Crepes Made Jacques’ Way

2012 09 10 Making Crepes-004

When I want a bit of a change in my breakfast routine, I usually pick crepes; I don’t like to fuss with recipes first thing in the morning either, so this is a GREAT go-to treat for me. There’s no REAL measuring and I can drink my coffee and have a crepe (or five) while I finish cooking the rest for everyone else.

I was too lazy to go look for Jacques’ recipe I have written down, so I pulled up this short video from his show; he didn’t include the actual recipe in the video so I just guess-timated:

2 to 3 T butter, begin melting this in your 10 inch skillet

about 1 cup of flour
a pinch of salt
a couple pinches of sugar

Give the dry ingredients a whisk and then add:

2 eggs
1/4 c. milk (+more)

Whisk it all together until there are no lumps in the batter, then add enough milk to make a very thin batter.

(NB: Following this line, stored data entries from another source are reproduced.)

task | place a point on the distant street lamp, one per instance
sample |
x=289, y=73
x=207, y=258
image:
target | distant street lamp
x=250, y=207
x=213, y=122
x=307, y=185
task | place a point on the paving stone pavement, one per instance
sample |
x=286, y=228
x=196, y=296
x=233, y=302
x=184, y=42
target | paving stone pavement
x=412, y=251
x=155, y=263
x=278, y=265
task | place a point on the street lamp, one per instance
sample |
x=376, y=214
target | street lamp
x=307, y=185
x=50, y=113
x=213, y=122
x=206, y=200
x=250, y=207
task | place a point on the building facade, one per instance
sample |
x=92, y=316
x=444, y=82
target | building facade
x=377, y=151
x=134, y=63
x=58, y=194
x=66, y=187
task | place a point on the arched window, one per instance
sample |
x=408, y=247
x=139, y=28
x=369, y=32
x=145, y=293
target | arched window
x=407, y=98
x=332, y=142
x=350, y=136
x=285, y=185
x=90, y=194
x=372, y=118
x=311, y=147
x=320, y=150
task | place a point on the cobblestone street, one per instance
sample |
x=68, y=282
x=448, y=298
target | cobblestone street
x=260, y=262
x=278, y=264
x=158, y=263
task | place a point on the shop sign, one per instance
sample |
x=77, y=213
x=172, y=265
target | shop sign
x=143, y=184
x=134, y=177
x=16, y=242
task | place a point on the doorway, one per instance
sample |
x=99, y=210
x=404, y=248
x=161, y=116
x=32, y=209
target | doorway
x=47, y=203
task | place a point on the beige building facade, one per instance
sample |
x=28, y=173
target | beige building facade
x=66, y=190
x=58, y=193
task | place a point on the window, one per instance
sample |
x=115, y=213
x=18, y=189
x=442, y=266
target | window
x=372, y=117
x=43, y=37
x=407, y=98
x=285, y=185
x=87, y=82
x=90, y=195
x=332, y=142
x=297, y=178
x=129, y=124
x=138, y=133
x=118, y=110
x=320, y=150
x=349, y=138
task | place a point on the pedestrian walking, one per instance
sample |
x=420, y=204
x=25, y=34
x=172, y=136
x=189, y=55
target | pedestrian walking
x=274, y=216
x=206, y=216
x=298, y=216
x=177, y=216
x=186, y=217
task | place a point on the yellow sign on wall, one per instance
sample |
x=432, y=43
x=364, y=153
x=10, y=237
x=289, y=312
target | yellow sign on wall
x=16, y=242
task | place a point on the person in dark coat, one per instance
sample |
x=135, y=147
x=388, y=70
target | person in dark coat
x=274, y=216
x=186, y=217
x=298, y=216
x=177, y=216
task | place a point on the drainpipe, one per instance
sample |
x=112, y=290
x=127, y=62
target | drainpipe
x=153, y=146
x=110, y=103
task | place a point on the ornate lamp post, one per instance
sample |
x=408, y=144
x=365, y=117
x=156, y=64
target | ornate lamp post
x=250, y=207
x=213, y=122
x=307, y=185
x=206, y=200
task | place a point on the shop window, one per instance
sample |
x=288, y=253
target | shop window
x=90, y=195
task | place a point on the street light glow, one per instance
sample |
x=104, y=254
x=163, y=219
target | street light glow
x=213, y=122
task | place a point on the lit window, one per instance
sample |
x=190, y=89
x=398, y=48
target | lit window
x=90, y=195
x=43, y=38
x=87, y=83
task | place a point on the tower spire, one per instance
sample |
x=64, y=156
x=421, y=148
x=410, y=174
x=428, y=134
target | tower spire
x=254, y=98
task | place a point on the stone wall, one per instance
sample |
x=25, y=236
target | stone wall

Mix in the melted butter from the frying pan and then add about 1/4 c. of batter to the already buttered skillet. Swirl it around to coat the bottom of the pan and put back on the heat. As the edges begin to curls and the first side begins to brown. Turn the crepe over. Cook until it starts to brown on the other side.

Oh just watch Jacques do it here.

Making crepes is not rocket science, but they’re delicious! Fill them or fold them. Eat them with syrup, berries or jam. You can also make savory crepes filled with all sorts of delicious things like asparagus or chicken. The possibilities are nearly endless.

And I have a confession to make; I like to eat leftover crepes plain, straight from the fridge. No butter, no fruit, no jam. Just plain.